Dr. Evil Works for Boeing

NASA pushed an unmanned scramjet to nearly mach 10 recently. The technologies are all new and never before put into effect on a flying vehicles before. NASA has broken the flying speed record twice now. The report says that possible military use in the creation of a bomber could reach anywhere on the planet (surface-level, I presume) in 2 hours or less. That’s from takeoff to dropped payload! Kind of a scary prospect. No matter what your technology, what hope have you got to prepare for a bomber coming in at 7,000mph? In a side note, NASA dropped the aircraft into the Pacific Ocean to its watery grave where it will be left. Why would you drop a couple hundred million dollars into the ocean never to be recovered? Shouldn’t they be afraid of people going down to scoop up the remains? And since when is it okay to drop a hundred tons of slag and scrap metal into the ocean?
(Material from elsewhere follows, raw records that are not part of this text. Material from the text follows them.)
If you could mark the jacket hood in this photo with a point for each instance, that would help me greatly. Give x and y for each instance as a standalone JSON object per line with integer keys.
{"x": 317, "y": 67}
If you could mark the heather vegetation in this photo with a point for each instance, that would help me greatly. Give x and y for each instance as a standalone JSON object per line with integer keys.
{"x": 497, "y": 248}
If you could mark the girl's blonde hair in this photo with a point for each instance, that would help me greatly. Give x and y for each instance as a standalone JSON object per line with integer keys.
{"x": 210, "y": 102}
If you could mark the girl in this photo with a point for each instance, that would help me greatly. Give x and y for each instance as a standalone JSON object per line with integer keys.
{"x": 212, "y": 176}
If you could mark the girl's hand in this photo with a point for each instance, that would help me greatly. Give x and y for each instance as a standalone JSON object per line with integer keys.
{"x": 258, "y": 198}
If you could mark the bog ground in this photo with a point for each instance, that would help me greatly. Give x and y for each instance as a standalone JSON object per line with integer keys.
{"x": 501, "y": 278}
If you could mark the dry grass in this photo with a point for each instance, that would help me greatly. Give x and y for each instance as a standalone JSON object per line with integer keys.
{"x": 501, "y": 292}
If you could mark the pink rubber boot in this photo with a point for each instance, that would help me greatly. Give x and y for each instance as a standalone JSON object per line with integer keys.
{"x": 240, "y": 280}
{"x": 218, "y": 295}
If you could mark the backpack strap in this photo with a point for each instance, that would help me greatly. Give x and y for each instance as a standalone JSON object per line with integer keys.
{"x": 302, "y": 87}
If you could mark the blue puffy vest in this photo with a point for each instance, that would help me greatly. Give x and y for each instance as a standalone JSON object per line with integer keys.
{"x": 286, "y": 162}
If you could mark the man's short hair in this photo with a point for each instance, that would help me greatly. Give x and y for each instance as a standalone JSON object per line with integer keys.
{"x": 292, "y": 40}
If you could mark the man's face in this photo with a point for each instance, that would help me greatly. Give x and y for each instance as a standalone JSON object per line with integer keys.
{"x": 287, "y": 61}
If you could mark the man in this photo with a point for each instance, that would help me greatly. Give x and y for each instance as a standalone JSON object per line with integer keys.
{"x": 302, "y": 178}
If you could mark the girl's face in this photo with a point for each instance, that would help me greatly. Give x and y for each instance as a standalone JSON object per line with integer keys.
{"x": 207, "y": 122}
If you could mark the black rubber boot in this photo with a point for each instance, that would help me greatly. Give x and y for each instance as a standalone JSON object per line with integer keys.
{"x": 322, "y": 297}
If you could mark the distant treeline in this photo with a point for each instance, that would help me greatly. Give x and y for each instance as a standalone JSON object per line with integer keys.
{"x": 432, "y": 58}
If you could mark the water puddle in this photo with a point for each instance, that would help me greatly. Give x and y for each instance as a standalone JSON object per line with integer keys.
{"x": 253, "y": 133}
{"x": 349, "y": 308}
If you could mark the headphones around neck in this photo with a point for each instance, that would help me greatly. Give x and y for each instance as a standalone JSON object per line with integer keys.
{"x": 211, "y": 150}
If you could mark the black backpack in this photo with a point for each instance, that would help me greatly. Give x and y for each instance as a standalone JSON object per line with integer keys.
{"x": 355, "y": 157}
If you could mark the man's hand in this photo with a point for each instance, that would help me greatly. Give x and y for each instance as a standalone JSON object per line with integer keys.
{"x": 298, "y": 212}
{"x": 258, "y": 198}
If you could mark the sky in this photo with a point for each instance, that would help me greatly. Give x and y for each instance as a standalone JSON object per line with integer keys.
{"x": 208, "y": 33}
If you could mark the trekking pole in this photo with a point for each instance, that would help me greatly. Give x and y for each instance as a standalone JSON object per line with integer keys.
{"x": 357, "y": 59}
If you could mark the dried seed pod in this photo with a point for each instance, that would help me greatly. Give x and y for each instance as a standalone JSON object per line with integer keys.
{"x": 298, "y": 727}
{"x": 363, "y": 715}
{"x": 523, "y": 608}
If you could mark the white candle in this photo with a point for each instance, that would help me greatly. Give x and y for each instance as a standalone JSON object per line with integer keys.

In other news, there’s a ‘freakin laser’ mounted to a massive turret on the nosecone of a Boeing 747 ready to takeoff and blast missiles from the air. The laser fires a megawatt of power into the hull of a rocket entering boost phase to dimple the surface. That dimple apparently renders the rocket unstable and disables it (not sure if by obliteration). The thing has several other lasers mounted to it for tracking and uses some sort of telescope barrel to emit the infrared laser of destruction. I assume that it’s capabilities against missiles could also work for other targets as well. Oh yeah – it has a range of about 100 miles too. Why not mount these things to stationary turrets too? Might be nice to pick-off bombers as they pass overhead. I’m thinking of some updated clone-and-conquer games to use these new space-age technologies. What better way to end the threat of nukes, which inevitably decide the winner in every one of those games.